When you take a sauna, the heat pumps up blood circulation near the skin and stimulates sweating. The Finns say a proper sauna elicits about a quart of sweat per hour. I generally encourage sweating. It helps the body rid itself of unwanted materials and improves general circulation. In medieval times, healers relied on saunas to cure illnesses, and priests used their heat to chase away evil spirits.
In the United States there's a lot of concern about pregnant women taking steam baths or saunas. A study published four years ago in the Journal of the American Medical Association found some association between neural-tube defects and heat exposure from saunas, hot tubs, and fever during the first three months of pregnancy. (Neural-tube defects include encephaly and spina bifida, both disastrous abnormalities.) The biggest problem was hot tubs, which pregnant women should approach cautiously.
Interestingly, though, in Finland it's not uncommon for doctors to give the OK on saunas from conception all the way up to the day of delivery - and there, neural-tube defects are very low. In fact, in Finland saunas were once a traditional place for childbirth. It's worth noting that Finnish women tend to stay in the sauna for six to twelve minutes, and they shorten that time during pregnancy. Also, saunas raise the body's core temperature insignificantly compared to hot tubs.

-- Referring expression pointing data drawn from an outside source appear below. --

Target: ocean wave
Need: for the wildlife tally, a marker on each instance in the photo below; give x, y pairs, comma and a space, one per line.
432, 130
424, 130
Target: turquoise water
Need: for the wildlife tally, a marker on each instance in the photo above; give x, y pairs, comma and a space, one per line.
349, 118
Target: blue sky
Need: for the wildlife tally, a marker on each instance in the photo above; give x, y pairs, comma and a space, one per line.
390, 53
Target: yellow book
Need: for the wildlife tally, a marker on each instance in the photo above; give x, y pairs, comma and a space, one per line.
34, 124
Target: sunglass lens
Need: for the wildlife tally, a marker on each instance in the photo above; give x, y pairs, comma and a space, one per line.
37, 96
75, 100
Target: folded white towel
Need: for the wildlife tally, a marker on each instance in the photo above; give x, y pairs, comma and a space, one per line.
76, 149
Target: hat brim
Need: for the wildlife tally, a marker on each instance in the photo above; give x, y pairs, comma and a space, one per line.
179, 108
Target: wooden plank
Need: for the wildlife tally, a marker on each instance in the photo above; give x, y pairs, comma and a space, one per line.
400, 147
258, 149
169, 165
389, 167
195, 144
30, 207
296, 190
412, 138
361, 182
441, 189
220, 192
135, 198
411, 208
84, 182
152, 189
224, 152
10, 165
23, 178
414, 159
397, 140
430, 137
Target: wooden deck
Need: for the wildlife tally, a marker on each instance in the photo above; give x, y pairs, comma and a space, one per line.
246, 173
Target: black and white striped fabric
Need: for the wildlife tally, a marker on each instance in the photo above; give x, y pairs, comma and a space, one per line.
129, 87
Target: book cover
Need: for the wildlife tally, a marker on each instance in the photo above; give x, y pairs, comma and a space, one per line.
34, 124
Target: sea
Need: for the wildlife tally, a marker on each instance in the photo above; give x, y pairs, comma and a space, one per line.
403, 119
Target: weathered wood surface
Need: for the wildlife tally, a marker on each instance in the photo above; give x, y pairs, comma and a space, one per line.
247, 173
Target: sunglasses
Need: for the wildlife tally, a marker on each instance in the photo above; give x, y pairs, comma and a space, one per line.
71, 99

Finnish saunas also tend to be different from most US versions - unless these are run by Scandinavians. In Finland, saunas are usually heated by a wood stove. First there's a dry phase that can get hotter than 200° F. Then the participants splash water on the stove and spend some time in the steam. Many US saunas employ an electric stove, which you can't put water on. So you're just exposed to dry heat, which I find irritating to my respiratory passages. Some saunas in health clubs are set to a lukewarm temperature. Turn up the heat.
Even if you're in a very hot steam bath or sauna, it's mostly the temperature of the surface of your body that goes up. As it increases, blood vessels dilate, and circulation in the skin climbs. As resistance to blood flow through your veins and capillaries drops, your blood
pressure goes down. Then your heartbeat increases to keep blood pressure normal.
Finns always follow a sauna with a plunge into cold water. I find this incredibly refreshing and enjoyable, and healthy as well. Then you relax afterwards.
The main risk of a sauna is staying in too long and fainting from overheating. People who are most susceptible to this are those with heart disease or who have been using drugs or alcohol. It really isn't a good idea to combine drinking or other drugs with a sauna or hot tub. Children should not use saunas without supervision.
Also, be sure you drink plenty of water, to replace the water you're losing.
By the way, the correct pronunciation is sow-na, not saw-na.